Knowing You

Knowing You

Just a little taste of what I’ve been working on, inspired by the life of a caretaker.


“I am tired. Fatigued. Emotionally I want to breakdown into deep heaves, gasping for air through salted tears. I want to release all that I’ve been hanging on to. But I don’t.

The sun is shaded by the eves, where I sit two chaired (sitting in one chair and feet on another), feeling the need to rest. The need to escape from the emotional reality that stares at me from the other side of the window pane. She’s gaped forward reading, the way she always does before the words lull her to sleep, letting her heavy head dangle, straining the muscles in her back, neck, and shoulders.
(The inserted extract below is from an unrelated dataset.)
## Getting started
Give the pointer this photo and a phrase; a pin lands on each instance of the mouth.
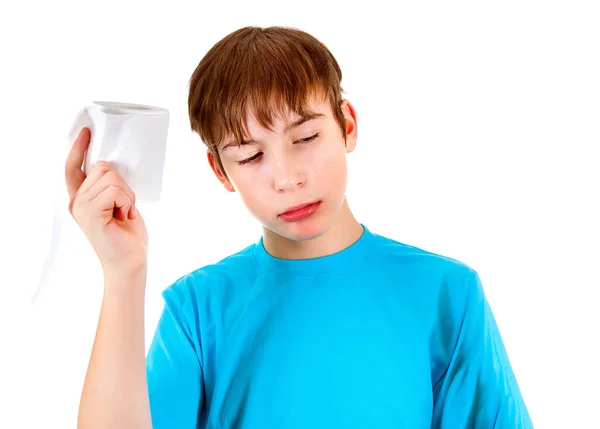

In a little while, she will wake, forgetting all that had happened just moments before she picked up the newspaper. She will wander to the bathroom, before incontinence sends her into a plethora of emotions, and face the reality that she is not as young as she once was. She will cry from the exhaustion of simple tasks; standing, sitting, and tugging on her clothes. She will wonder why she can no longer do the things that were so easy to do long ago. She will attempt to look in the mirror, that has grown too high on the wall; when you shrink, the perspective of objects in the room change. She will wonder who the woman is that is staring back at her with the summer sun kissed face, the woman who’s glasses are always “just new,” and the woman who’s white hair seems too long. She will try hard to remember the woman in the mirror, and why she doesn’t understand what’s happening to her. The tears will continue to fall and her lungs will gasp for air as she slowly becomes a basket case, just moments before she loses it completely, just moments before I hug her and reassure her that she is in her own home, and minutes before she wonders why she’s crying at all.”

Becker, T. J. (2018). Knowing You. Unpublished manuscript.